On Sunday, as I realize later, I am happily in a warm bath, in one of the most anti-European districts of the capital, where my hotel is located, and I meet only pro-European people at the polling stations. In Russian-because they don't speak English, and Russian is everywhere in Chisinau-they say that there can be no other choice, because the European Union is the future, and at least their children and grandchildren should have it. Only later did I realize that I had fallen for the “Trump effect”-the same effect that sociologists who compiled pre-election ratings in Moldova in 2024 and in the United States in 2016, when Donald Trump first came to power-unexpectedly for everyone. People who are (for whatever reason) ashamed of their choices do not talk about them on camera or to strangers. This explains much better than any other explanation why all the voters who were supposedly undecided voted for the little-known former prosecutor Alexandru Stoianoglo, turning him into a dangerous rival for Maia Sandu in the second round. These same people also voted against European integration. In Chisinau, they made up as much as 44 percent of the vote, and Sandu failed to get more than half of the vote even here. 

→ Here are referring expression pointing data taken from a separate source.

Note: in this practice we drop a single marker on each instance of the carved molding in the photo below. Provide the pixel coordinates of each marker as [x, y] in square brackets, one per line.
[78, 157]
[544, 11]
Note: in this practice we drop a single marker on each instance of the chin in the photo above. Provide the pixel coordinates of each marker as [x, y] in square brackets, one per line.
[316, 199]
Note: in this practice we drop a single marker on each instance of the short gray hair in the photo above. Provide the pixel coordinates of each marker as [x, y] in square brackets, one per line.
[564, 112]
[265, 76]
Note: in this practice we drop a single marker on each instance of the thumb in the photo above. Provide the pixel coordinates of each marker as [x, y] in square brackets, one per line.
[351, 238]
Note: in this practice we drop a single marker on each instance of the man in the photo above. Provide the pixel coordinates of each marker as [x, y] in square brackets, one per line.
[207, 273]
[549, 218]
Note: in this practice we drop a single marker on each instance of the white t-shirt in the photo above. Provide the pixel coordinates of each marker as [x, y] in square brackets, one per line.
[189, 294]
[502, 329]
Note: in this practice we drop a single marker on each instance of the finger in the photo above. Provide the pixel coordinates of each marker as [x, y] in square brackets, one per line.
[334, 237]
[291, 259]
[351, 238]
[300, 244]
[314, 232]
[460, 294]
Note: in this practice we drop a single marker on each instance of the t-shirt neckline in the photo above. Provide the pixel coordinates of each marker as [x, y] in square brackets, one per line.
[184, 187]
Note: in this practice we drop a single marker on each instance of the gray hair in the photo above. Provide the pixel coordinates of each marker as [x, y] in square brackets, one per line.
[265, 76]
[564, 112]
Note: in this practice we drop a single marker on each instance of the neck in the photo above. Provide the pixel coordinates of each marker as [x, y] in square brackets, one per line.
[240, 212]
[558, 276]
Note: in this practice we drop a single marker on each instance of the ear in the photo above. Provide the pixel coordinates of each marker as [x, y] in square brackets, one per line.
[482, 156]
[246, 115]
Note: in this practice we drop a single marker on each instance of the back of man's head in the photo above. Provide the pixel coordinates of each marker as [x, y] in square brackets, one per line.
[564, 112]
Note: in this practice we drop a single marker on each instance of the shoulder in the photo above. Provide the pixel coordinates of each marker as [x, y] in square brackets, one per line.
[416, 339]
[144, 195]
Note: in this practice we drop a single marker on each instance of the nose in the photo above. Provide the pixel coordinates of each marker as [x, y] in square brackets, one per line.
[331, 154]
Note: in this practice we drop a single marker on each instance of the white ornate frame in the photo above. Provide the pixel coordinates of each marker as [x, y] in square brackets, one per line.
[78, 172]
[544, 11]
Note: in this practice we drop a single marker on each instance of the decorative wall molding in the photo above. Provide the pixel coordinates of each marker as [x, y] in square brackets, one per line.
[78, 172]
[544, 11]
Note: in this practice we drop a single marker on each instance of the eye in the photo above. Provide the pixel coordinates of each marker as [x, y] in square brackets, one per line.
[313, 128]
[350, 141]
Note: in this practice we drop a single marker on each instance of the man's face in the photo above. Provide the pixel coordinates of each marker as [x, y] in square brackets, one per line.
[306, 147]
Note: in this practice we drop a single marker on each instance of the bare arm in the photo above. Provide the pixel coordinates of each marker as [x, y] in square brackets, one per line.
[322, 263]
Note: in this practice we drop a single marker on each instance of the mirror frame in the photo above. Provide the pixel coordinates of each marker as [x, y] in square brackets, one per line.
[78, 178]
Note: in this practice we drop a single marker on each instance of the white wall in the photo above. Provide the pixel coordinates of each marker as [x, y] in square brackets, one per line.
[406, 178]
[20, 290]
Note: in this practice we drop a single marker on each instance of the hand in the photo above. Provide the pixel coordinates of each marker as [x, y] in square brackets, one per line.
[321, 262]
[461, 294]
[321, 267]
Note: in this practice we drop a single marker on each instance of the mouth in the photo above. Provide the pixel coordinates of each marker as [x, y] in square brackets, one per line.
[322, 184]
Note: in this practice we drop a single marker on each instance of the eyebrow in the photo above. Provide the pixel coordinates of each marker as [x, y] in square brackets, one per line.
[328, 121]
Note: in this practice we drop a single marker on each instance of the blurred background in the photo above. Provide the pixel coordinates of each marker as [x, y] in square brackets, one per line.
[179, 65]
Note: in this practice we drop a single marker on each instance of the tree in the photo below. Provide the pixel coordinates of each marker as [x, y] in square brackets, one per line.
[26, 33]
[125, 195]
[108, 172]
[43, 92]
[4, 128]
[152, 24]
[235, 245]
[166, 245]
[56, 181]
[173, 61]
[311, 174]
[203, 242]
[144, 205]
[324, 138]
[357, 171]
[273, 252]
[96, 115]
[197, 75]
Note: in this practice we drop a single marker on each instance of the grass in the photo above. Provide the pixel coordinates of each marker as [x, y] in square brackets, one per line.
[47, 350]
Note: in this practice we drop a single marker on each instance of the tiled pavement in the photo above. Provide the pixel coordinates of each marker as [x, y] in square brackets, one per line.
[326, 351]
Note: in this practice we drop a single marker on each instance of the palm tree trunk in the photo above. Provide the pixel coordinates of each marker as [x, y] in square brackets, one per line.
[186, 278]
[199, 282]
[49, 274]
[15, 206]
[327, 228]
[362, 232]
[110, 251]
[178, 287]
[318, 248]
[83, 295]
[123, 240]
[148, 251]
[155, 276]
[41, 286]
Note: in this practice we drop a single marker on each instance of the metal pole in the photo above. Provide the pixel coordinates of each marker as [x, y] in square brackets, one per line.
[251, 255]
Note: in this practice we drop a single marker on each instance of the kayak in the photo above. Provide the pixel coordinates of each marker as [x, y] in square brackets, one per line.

At ten in the evening, an hour after the polls closed in Moldova, at the first briefing of the Central Election Commission, I could not believe my eyes and for the first few minutes I thought that they must have started counting from Gagauzia. Its residents are predictably against everything related to the European Union and love Shor, although in recent years the region has been receiving new roads and other infrastructure projects with European money. The same kind of deafening misunderstanding is observed at the headquarters of Maia Sandu. She herself appears in front of the cameras only late at night to speak for a minute and a half about an “unprecedented attack on democracy.” She speaks in Romanian, without an English translation, which is later distributed in writing. The Western press present there was at least surprised by this. At that time, it was not clear whether it would be possible to save face at all: by about ten in the morning on Monday, there were more votes against European integration than for it. It is only thanks to the foreign districts, where Sandu's supporters-and Europe's supporters-dominate, that the situation can be reversed. This gives any opponent of the incumbent president absolutely legitimate reasons to doubt that she-and the European integration she leads-is supported by the majority of Moldovans. But the main tragedy arranged by Maia Sandu for Maia Sandu is not even this, nor is it the second round, which she risks losing. 

When the Moldovan president appeared on camera for the second time, at two in the afternoon on Monday - the CEC was just finishing processing the ballots - she had the first and last chance to clarify who had attacked Moldova's democracy.

And she was afraid. 

And thus, she legitimized the fear of those who would vote against her in the second round, stirred up by Russia.